Today is part two of our series focused on diagnosing why it's so hard to hire DTC product talent and what you can do to overcome the roadblocks to get to a "hell yes" hire.
And the #1 reason is… many DTC brands are not "real" tech companies!
Before everyone gets too excited, we know this statement is untrue for all DTC brands.
The DTC brands that are mobile apps are typically a native digital business and more closely aligned to being a "real" tech company. However, DTC brands that provide an e-commerce storefront to a brick & mortar retailer or a physical product like a shoe or razor are another thing altogether. In these examples, revenue for the business comes from selling products, while technology is the enabler.
Attracting Product Managers to a DTC where tech is the enabler, not the path to revenue (ARR), first requires an acute understanding of the nuances across the product management function.
This is because the function of product management differs from company to company, which impacts recruiting and ensuring the right skills and experiences are being identified among candidates. In a nutshell, there are many different types of Product Managers.
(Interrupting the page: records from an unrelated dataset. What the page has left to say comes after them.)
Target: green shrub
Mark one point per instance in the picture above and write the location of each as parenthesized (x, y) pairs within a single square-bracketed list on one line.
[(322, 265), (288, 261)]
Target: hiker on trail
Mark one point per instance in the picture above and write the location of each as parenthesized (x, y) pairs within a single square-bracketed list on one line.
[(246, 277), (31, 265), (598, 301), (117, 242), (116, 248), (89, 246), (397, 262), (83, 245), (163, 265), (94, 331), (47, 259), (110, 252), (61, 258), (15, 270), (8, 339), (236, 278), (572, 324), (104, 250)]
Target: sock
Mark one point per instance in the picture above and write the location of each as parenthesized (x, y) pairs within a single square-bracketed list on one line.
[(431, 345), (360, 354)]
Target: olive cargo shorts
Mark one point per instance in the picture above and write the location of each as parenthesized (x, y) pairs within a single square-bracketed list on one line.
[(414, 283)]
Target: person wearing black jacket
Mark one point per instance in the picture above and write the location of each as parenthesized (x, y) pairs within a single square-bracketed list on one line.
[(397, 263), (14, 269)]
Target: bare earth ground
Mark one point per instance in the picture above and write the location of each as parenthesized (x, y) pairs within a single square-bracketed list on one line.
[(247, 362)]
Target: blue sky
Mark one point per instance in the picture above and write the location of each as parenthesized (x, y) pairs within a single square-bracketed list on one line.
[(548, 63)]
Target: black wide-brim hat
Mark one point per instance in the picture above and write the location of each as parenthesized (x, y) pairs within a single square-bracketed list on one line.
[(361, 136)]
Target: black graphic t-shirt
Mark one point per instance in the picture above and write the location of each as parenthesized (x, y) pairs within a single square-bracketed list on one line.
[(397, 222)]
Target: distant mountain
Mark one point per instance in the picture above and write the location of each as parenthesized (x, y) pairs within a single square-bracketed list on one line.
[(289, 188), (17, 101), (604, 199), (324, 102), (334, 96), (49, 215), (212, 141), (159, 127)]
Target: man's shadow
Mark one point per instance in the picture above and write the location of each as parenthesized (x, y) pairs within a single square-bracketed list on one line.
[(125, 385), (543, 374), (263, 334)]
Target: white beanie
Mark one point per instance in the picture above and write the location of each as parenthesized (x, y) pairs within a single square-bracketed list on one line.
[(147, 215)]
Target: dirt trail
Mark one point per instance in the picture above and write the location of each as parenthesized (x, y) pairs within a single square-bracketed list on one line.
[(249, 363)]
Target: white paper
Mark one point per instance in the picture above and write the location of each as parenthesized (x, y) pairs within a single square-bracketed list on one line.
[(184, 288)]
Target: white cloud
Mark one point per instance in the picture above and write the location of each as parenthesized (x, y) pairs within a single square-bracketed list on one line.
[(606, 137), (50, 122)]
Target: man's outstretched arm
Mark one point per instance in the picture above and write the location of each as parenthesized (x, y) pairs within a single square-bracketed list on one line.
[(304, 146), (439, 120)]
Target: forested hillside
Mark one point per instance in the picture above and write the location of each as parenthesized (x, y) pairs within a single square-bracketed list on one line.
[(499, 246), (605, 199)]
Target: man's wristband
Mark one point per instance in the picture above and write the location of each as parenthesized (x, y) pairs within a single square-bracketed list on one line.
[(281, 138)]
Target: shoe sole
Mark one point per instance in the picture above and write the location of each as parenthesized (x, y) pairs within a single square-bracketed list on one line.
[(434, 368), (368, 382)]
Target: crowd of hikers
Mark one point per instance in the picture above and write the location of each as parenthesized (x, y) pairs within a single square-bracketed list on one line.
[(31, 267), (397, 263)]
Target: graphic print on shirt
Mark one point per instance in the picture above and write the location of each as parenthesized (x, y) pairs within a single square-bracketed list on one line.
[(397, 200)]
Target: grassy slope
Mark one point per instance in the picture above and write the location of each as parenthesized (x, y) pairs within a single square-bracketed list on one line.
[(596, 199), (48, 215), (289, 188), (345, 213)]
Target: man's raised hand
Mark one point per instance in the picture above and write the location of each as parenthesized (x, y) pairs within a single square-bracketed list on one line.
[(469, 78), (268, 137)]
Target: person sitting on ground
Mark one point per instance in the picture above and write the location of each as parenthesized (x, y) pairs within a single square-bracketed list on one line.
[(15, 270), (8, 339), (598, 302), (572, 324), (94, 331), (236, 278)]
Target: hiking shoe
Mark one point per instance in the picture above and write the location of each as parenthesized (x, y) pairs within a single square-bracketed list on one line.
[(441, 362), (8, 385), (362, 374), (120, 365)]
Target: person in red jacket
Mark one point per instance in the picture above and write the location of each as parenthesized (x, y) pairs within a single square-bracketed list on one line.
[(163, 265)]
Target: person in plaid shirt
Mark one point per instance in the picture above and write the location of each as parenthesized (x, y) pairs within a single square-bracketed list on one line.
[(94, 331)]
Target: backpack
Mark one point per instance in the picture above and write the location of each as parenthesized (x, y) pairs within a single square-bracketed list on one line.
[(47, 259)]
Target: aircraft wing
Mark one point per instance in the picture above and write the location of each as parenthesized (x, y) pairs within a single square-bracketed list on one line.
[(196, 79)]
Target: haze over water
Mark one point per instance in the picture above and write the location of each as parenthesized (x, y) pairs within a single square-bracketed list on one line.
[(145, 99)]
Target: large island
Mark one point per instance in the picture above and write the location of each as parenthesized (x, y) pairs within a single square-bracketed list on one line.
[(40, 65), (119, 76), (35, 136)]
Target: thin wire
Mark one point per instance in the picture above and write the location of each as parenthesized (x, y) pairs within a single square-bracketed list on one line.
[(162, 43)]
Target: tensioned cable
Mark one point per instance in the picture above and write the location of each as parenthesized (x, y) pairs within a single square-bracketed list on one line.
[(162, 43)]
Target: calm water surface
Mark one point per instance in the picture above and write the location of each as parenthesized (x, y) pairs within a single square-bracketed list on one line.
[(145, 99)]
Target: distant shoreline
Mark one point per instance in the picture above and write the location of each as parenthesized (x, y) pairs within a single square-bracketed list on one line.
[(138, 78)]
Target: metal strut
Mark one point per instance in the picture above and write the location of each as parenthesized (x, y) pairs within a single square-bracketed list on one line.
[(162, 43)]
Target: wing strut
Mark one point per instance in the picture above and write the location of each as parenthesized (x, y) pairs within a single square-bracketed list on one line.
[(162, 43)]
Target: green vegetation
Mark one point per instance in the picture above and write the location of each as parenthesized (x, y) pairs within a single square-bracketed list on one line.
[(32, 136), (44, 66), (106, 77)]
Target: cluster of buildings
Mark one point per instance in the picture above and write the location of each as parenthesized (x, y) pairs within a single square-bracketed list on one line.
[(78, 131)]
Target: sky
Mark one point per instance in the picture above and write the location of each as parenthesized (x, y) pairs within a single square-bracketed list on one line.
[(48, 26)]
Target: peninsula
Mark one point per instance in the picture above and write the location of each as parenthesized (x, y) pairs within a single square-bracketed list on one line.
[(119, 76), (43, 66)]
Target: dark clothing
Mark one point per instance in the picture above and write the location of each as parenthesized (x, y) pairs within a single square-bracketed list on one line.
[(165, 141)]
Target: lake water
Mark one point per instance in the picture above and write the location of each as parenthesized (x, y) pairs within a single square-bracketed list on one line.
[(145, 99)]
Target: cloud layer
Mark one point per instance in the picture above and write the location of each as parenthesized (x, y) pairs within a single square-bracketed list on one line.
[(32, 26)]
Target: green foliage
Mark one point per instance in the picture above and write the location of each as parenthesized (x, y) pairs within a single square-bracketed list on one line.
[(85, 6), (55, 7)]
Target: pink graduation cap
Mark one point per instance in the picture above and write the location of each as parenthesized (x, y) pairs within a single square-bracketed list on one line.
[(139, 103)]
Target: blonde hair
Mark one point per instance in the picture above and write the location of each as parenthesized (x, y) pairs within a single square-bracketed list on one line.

For example, most Product Managers who work for a software company whose business is based on sales of their software (SaaS to achieve ARR) are wired to build. These “builders” are full-stack Product Managers who take a product from ideation to launch in the market. They might focus on the discovery side of product ideation or exclusively on delivery, working closely with Engineers to engineer the idea into a fully functional piece of software that can then be monetized.
By contrast, most DTC e-commerce storefronts take an integrated approach to their digital products, selecting software vendors and knitting them together (integrations) to provide a digital experience a customer will use.
Thinking about DTC Product Managers, I was reminded of a recent conversation with a US-based PM who had worked at Wayfair. They described their first "ah ha" moment, three months in, that they had joined an online home furnishings retailer, not a software development company. When the candidate realized the actual business model and product management role, they knew it would not be a long-term employment stint. They instead wanted to work for a "real" tech company.
Understanding the experiences required for the state of the DTC business and how much is build vs. partner will help begin the journey to hiring the right talent for a brand’s DTC product team.